Jack nodded slowly. Perhaps the flat-topped cylinder they had recovered from the Hackmot ship could be made to work as a neutrino communicator for his fleet. “Tell me about this interstellar society where only predators travel among the stars. When did it begin and how far is it spread within this galaxy?”

“You realize your questions are the obvious ones, and have not the value already paid to me in trade goods?” Jack kept silent, but did not move his gaze from Menoma. “As you wish. Perhaps the Rizen told you this when first they encountered your other
Uhuru
ship. Only predators travel star to star, never the herbivores. Who are the subject peoples we claim as part of our Hunt territories.”

“And?” he prompted.

“Our culture began three thousand of your Earth years ago, in a distant part of what you call Orion Arm,” Menoma said. “It covers most of Orion Arm. While a few predator ships have visited the nearby Carina-Sagittarius Arm, none have claimed territory in that arm. We have plenty of populated stars in this arm.”
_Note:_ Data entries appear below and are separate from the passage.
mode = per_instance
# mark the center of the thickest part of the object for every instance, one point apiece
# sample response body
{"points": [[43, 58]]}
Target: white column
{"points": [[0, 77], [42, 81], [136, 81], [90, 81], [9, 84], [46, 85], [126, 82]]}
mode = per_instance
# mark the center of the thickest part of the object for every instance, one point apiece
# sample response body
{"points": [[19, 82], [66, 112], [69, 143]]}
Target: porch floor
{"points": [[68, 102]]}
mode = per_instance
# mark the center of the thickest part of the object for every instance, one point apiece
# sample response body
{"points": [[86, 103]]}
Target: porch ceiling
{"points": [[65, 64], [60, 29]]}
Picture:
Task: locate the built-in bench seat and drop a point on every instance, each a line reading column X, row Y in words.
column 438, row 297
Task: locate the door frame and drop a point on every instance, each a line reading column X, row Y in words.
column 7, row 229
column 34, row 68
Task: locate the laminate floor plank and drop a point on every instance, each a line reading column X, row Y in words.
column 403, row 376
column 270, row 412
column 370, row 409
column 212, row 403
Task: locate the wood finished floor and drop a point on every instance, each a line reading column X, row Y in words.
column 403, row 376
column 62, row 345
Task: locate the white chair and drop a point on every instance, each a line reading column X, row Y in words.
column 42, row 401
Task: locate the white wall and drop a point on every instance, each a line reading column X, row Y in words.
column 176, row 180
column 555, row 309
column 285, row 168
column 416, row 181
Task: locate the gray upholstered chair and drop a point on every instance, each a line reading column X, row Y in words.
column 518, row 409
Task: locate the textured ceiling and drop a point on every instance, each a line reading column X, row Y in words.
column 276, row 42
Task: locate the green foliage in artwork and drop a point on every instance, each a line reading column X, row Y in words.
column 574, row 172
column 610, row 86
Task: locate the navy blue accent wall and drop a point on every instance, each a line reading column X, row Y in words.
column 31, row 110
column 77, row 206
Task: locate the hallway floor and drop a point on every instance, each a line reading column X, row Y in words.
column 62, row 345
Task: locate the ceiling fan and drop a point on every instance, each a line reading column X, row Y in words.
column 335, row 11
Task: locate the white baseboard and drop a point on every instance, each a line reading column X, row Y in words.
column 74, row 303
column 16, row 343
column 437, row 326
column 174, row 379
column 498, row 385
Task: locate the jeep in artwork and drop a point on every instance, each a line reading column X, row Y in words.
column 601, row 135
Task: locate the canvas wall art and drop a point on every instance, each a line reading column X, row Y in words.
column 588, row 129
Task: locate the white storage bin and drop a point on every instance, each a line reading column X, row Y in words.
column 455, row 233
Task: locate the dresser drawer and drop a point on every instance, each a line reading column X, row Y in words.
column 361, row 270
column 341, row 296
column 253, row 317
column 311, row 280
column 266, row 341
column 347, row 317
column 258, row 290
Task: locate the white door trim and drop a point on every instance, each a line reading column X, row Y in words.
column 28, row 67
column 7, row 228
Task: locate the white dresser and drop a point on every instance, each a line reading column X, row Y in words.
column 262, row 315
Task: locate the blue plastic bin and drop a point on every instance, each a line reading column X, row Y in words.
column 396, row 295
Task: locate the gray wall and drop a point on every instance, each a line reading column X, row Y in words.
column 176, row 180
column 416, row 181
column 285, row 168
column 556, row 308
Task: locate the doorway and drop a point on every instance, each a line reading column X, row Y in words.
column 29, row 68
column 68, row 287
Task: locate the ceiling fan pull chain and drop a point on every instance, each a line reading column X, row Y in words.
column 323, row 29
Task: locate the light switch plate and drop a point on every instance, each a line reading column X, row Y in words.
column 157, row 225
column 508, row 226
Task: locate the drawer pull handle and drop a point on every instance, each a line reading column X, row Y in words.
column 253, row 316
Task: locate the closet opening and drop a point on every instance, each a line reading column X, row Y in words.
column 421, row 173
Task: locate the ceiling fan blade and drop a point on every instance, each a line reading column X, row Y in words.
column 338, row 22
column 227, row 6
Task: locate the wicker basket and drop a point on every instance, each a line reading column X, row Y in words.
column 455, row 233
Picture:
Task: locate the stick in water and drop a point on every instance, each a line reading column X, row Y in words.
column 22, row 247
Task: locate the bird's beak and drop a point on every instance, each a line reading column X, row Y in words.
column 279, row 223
Jack felt both encouraged and depressed. “You mention subject peoples. Where are the closest stars with such peoples?”

Menoma bared his teeth again. “You cannot hope to join with our subject peoples, the way your Earth nations pretend to join together in this United Nations creation.”

“I ask out of curiosity. Where are the closest subject peoples? We have long debated which stars held life-bearing planets.”

“They are  not far away,” Menoma throat-coughed. “One subject people is located in the system you have labeled Epsilon Eridani, a bit more than ten light years from Sol. The next closest people live in Omicron2 Eridani system, about sixteen light years distant.”

Jack nodded slowly. “Do the HikHikSot lead this predator culture?”

“No one leads!” Menoma said in a tone that sounded angry-hungry. “We are each predators. We compete for territory. We claim territory. We defend our territory with violence, whenever a new predator species is foolish enough to force entry into one of our systems.” It paused, licked its teeth with a pink tongue, then gave a growl. “But we all obey the Rules by which a new territory is competed for.”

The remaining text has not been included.